The little girl whom he had never met slept here when not at her father’s. The pink and white room was immaculate, with a ceiling mural of fairies around the cornice. Barbies sat in a neat line on a shelf, their smiles vacant, their pointy breasts covered in a rainbow of gaudy dresses. A fake-fur rug with a polar bear’s head lay on the floor beside a tiny white four-poster.
Strike knew hardly any little girls. He had two godsons, neither of whom he had particularly wanted, and three nephews. His oldest friend back in Cornwall had daughters, but Strike had virtually nothing to do with them; they rushed past him in a blur of ponytails and casual waves: “Hi Uncle Corm, bye Uncle Corm.” He had grown up, of course, with a sister, although Lucy had never been indulged with sugar-pink-canopied four-posters, much as she might have wanted them.

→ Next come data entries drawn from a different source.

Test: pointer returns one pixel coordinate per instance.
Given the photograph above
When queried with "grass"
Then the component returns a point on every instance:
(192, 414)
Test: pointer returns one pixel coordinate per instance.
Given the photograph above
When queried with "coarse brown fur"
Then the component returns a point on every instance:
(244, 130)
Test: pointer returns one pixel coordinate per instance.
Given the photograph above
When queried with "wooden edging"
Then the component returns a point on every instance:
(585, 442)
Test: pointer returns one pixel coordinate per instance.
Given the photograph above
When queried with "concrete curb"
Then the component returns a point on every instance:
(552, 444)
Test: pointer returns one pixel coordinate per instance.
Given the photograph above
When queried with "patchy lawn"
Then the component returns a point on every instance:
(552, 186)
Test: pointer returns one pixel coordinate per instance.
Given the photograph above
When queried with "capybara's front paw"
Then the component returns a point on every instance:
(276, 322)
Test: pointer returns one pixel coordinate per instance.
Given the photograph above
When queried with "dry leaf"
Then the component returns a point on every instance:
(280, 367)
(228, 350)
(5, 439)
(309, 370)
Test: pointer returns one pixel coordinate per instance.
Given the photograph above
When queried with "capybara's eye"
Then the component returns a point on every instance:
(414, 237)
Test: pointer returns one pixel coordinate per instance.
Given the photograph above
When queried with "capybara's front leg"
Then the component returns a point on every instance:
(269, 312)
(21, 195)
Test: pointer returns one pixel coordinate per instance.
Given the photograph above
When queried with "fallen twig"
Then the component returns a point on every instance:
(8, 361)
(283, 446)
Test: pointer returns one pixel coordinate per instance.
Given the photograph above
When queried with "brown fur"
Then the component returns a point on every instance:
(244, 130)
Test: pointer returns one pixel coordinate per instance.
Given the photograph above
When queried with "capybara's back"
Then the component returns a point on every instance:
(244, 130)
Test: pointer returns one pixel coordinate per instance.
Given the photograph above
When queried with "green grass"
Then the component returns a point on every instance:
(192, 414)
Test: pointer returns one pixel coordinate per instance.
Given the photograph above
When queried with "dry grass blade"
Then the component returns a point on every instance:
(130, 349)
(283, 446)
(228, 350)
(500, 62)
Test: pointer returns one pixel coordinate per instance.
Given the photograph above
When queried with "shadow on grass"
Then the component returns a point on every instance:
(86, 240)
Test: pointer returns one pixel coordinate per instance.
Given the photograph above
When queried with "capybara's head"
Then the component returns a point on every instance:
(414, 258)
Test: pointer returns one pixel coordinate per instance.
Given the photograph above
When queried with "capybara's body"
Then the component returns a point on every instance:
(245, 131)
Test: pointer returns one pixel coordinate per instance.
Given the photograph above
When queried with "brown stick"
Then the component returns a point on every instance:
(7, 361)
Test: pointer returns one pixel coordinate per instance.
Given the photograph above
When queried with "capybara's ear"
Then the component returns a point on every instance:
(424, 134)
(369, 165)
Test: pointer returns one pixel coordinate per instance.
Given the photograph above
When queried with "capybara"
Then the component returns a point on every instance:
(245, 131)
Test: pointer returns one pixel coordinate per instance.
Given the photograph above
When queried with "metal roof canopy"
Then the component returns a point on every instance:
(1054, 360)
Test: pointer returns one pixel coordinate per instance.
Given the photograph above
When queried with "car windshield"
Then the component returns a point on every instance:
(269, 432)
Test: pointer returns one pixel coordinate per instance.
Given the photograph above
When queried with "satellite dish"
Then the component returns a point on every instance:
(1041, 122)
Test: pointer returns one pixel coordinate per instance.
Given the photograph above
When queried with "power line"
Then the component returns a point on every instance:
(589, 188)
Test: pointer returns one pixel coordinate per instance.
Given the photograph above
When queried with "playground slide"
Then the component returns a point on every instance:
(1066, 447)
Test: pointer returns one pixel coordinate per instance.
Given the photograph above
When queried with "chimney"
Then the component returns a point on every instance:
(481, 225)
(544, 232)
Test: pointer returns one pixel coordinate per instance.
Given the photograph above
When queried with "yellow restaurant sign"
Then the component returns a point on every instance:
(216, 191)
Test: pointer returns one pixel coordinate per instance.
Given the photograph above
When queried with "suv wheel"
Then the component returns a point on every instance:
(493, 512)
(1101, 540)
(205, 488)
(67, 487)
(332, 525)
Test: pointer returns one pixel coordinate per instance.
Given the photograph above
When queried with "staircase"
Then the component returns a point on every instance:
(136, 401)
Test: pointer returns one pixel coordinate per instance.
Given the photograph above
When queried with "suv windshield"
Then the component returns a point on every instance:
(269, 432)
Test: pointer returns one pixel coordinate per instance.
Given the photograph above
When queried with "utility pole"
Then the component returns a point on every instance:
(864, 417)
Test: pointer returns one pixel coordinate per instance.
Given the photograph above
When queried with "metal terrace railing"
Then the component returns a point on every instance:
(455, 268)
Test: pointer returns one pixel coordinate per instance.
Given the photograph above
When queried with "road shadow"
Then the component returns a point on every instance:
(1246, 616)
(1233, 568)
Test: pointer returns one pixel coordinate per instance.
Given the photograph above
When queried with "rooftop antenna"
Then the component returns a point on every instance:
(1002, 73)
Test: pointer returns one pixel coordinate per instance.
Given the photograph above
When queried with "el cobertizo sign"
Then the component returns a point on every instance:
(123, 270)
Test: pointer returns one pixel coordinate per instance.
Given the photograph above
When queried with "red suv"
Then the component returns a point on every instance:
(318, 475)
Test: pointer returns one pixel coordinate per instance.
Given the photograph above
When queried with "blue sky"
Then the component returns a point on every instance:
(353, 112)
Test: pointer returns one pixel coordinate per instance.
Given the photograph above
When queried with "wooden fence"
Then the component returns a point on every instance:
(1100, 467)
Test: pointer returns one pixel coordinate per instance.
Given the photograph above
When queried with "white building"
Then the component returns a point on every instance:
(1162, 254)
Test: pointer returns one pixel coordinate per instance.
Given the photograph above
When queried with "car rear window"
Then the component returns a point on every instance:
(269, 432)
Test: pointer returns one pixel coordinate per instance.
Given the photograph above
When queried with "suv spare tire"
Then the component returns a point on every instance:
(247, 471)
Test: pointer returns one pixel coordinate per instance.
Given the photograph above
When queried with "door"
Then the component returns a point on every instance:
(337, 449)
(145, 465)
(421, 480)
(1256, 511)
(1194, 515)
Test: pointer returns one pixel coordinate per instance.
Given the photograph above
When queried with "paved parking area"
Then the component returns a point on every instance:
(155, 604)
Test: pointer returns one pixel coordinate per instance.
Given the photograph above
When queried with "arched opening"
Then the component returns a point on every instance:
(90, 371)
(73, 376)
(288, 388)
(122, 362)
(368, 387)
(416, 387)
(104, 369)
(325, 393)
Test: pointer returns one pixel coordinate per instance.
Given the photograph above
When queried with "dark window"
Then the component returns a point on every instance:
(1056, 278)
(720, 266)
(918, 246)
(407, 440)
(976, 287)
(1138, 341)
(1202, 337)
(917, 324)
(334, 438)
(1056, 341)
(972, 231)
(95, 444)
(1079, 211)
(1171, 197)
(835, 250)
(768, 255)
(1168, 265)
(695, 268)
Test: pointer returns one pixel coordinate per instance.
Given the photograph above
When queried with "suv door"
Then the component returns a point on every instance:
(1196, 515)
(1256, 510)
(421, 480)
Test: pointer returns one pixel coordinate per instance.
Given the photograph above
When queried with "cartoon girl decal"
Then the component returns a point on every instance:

Brittany Brockbank had had a cuddly lion. It came back to him suddenly, out of nowhere, looking at the polar bear on the floor: a cuddly lion with a comical face. She had dressed it in a pink tutu and it had been lying on the sofa when her stepfather came running at Strike, a broken beer bottle in his hand.
Strike turned back to the hall, feeling in his pocket. He always carried a notebook and pen on him. He scribbled a brief note to Elin, alluding to the best part of the previous night, and left it on the hall table so as not to risk waking her. Then, as quietly as he had done everything else, he hoisted his holdall onto his shoulder and let himself out of the flat. He was meeting Robin at West Ealing station at eight.